Two years ago, a girl I went to middle school with passed away in a car accident. She and her boyfriend had been driving 90 miles per hour on a windy road. They were killed instantly. I found out in a most ungraceful way unbefitting of any tragedy: through people’s Facebook statuses. Shock flooded the airwaves. Her Facebook was still up, and here her friends gathered to process the loss. People recalled memories of her, consoled each other, wrote prayers addressed to heaven. Like flowers, I suppose, but in the age of social media, grief is conducted in public. Virtual flowers. Interactive sympathy cards. Is this the future of mourning?
Grief unfolds in predictable stages when it’s a matter of someone you love intimately. But how is it supposed to work when someone you used to know suddenly dies, well after you have parted ways and lapsed out of communication and become, to one another, passing blips on the newsfeed? I think of all the kids I had inside jokes with in seventh grade, and how many I talk to now.
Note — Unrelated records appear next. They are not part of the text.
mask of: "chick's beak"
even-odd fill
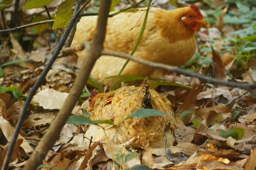
[[[208,23],[207,21],[206,21],[206,20],[204,19],[198,20],[197,22],[198,23],[203,24],[204,26],[207,28],[209,28],[210,26],[209,23]]]

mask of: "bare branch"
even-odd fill
[[[107,21],[110,4],[110,0],[101,1],[91,48],[87,47],[89,49],[86,51],[82,67],[72,88],[70,89],[65,103],[36,148],[24,167],[24,170],[36,169],[41,163],[48,150],[59,138],[63,127],[82,94],[94,64],[101,56],[103,50],[103,42],[105,39]]]
[[[20,30],[21,29],[24,29],[26,28],[28,28],[29,27],[33,26],[38,26],[41,24],[52,23],[54,22],[54,21],[55,21],[55,19],[51,19],[51,20],[46,20],[46,21],[40,21],[40,22],[37,22],[35,23],[32,23],[32,24],[27,24],[27,25],[24,25],[20,26],[18,26],[18,27],[11,28],[11,29],[0,30],[0,33],[9,33],[9,32],[15,31],[18,30]]]
[[[174,66],[165,64],[155,63],[121,52],[103,51],[102,51],[102,55],[110,55],[131,60],[133,61],[154,68],[164,69],[168,71],[172,71],[176,73],[183,74],[190,76],[198,78],[200,80],[210,83],[214,83],[231,87],[241,88],[242,89],[247,90],[249,92],[251,92],[251,90],[253,89],[253,88],[256,87],[256,83],[250,85],[247,85],[230,81],[223,81],[217,78],[210,77],[208,76],[200,75],[198,73],[191,72],[184,69]],[[252,94],[256,97],[256,95],[255,95],[255,94],[253,94],[253,93]]]

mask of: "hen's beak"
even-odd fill
[[[209,23],[204,19],[198,20],[197,22],[198,23],[203,24],[207,28],[209,28],[210,26]]]

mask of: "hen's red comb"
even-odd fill
[[[197,15],[198,15],[201,17],[203,18],[202,14],[200,12],[199,8],[195,5],[192,5],[190,6],[190,8],[195,11]]]

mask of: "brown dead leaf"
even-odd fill
[[[117,144],[112,143],[110,143],[110,148],[108,143],[102,143],[102,144],[107,156],[112,159],[113,159],[112,156],[116,154],[119,154],[120,153],[119,151],[120,148],[123,149],[124,147],[122,144]],[[126,155],[131,153],[127,149],[122,149],[122,153],[123,153]],[[137,157],[135,157],[127,162],[127,165],[128,167],[131,167],[136,165],[140,165],[140,160],[137,158]]]
[[[227,80],[227,75],[225,66],[219,55],[214,51],[212,46],[211,46],[212,51],[212,60],[215,64],[214,70],[215,76],[217,78],[222,80]]]
[[[6,117],[6,105],[1,98],[0,98],[0,115],[4,118]]]
[[[220,103],[217,106],[199,108],[196,111],[203,119],[206,120],[207,124],[212,125],[216,122],[224,121],[230,115],[231,110],[223,104]],[[221,117],[219,117],[217,120],[216,119],[219,116]]]
[[[219,17],[219,22],[218,22],[218,23],[215,26],[215,27],[217,28],[218,29],[219,29],[219,30],[220,31],[221,31],[222,33],[223,33],[222,29],[223,28],[224,18],[225,17],[225,15],[226,14],[226,13],[227,12],[227,11],[228,10],[228,8],[229,8],[229,6],[227,5],[222,10],[222,13],[221,14],[220,17]]]
[[[12,49],[11,50],[11,51],[15,54],[15,56],[17,56],[18,60],[26,59],[26,53],[18,42],[14,38],[12,34],[9,34],[9,36],[10,37],[10,41],[12,44]],[[16,60],[16,59],[12,59],[13,60]],[[28,61],[22,62],[18,63],[17,65],[26,68],[34,68],[33,65]]]
[[[71,160],[65,157],[67,154],[67,153],[66,151],[61,151],[58,153],[55,154],[50,157],[47,160],[47,163],[45,163],[44,164],[53,166],[61,170],[65,170],[71,162]],[[43,168],[42,170],[50,170],[51,169],[48,167],[45,167]]]
[[[6,107],[8,108],[11,104],[10,94],[8,93],[0,93],[0,99],[4,102]]]
[[[149,146],[149,144],[147,143],[143,147],[142,151],[142,165],[146,165],[150,168],[152,168],[155,162],[152,156],[152,148]]]
[[[204,167],[208,170],[240,170],[240,168],[235,166],[229,165],[220,161],[215,160],[202,160],[196,165],[196,167]]]
[[[32,102],[39,103],[45,109],[61,109],[68,95],[67,93],[47,88],[34,95]]]
[[[9,142],[10,142],[14,134],[14,128],[9,123],[9,122],[3,119],[2,116],[0,116],[0,128],[3,132],[4,136]],[[31,146],[27,143],[27,140],[20,135],[18,135],[18,139],[22,139],[23,142],[20,146],[23,148],[26,153],[28,153],[34,151]]]
[[[65,124],[61,130],[60,138],[57,141],[62,144],[66,144],[73,137],[73,133],[75,132],[77,127],[73,125]]]
[[[24,102],[18,101],[12,104],[7,112],[6,119],[8,119],[10,123],[17,123],[19,118],[24,103]]]
[[[35,113],[30,115],[22,126],[24,128],[34,127],[50,123],[56,116],[55,113]]]
[[[94,157],[94,154],[96,152],[96,151],[94,149],[98,145],[99,143],[99,141],[94,143],[93,144],[92,144],[91,148],[88,149],[86,154],[85,154],[84,159],[81,164],[79,170],[84,170],[87,167],[91,170],[92,169],[92,167],[91,167],[90,166],[88,166],[89,165],[88,163]],[[93,157],[91,157],[92,156]]]
[[[227,53],[224,54],[221,58],[226,70],[229,70],[231,68],[233,64],[236,60],[236,58],[232,57],[233,56],[234,54]]]
[[[190,91],[188,96],[178,110],[176,115],[176,117],[179,117],[181,114],[186,110],[194,110],[194,104],[197,100],[197,95],[201,92],[203,87],[204,87],[204,85],[200,85]],[[182,120],[185,125],[189,123],[192,116],[192,114],[190,114],[182,118]]]
[[[195,130],[194,128],[189,127],[178,127],[175,131],[176,141],[178,143],[191,142]]]
[[[19,139],[17,140],[15,143],[15,145],[13,148],[13,152],[11,153],[11,157],[10,158],[10,162],[12,165],[15,164],[18,161],[19,153],[19,147],[23,140],[22,139]],[[0,154],[0,162],[3,162],[5,155],[7,153],[7,151],[9,147],[9,145],[6,147],[1,153]],[[1,166],[0,165],[0,166]]]

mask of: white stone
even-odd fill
There was a time I was pretty good friends with Mellissa. We did track together, competed on the same four-person relay team. We had overlapping friends. We joked around. She entertained my quirkiness. She was always laughing.
Middle school came to an end. She went off to Avon High, and I went off to a private high school. Years went by and my old friendships started clocking out. People forgot who I was, or pretended to. By the time I heard the news, I hadn’t seen Mellissa for at least three years.
I used to read her wall every day, every post. Sometimes I wanted to write something, but my fingertips hesitated on the keys. This was a space for people who loved her. Knew her. What could I write? Nothing insightful, nothing beautiful. I was a stranger. I wanted to cry. I tried to make myself cry. I flipped through her photos and read her obituary again and again, trying to make it sink in, waiting for it to process. She is gone. But how to transcribe her absence these past few years to a greater, more profound absence? How to trick my mind into realizing that her absence is no longer simply circumstantial? How do I trigger the tears? How do I make this feel real, so that I can grieve and feel like a person capable of caring about an old friend?
Two years later, her Facebook page is still up. That same photo is there, her senior portrait. She will never age, I realize. There she is, swaying from a tree, leaning 45 degrees to the left, because why not, because she is the picture of youth on the cusp of everything. Suspended in time. Life, trapped in the form of potential energy that will never become kinetic.
She is what I think about when I think about Connecticut in the spring. There are few things I like about Connecticut, but I love the spring. The warm, dewy mornings, the lawnmowers in the afternoon. How green it was. I remember every landmark along the walk from the middle school to the high school we took daily for track practice. Luke’s Doughnuts. The brand new mortuary. The gas station where we bought slushies, also rumored to be robbed at gunpoint more frequently than any other business in Avon. And how could I forget the sound of cars on West Avon Road, the glimpses of fresh-faced high schoolers riding off to unknown adventures, the rising and fading waves of Radio Top 40? How could I forget any of this? Stretching on the football field. The warmth on my arms. Those lawnmowers. Warm-up sprints. Packs of girls meandering around the track, spying on those high school boys.
The four of us get together. We take up our positions on the track. Ready, go. The first girl sprints, hands it off. The second girl sprints, hands it to Mellissa. Mellissa’s coming up behind me. There’s so much fight in her that you cannot ignore the presence barreling toward you. But she is so composed. That face. Whenever I run, my face contorts into a heaving eyesore, but she’s got everything locked down. When she’s coming your way, her wide brown eyes are full of fight. Off-duty, they are gentle. She was always that way; hers was the loveliest, most photogenic smile. The fire’s always there, though. I don’t know what it is. I haven’t figured it out. This was not the faux strength of a middle school queen. There was not a single trace of malice or jealousy in it. This was strength well beyond her years, a quiet strength that she never had the ego to assert. But you felt it. You were drawn to it. I saw it, in the form of a runner sprinting to the spot where I now stood.
I start to run and extend my arm behind me. I look back for a second, see her pouring her last ounce of energy into this final meter. The baton slips into my fingers, and I race off as fast as my legs can carry me. I never look back. I never think to look back.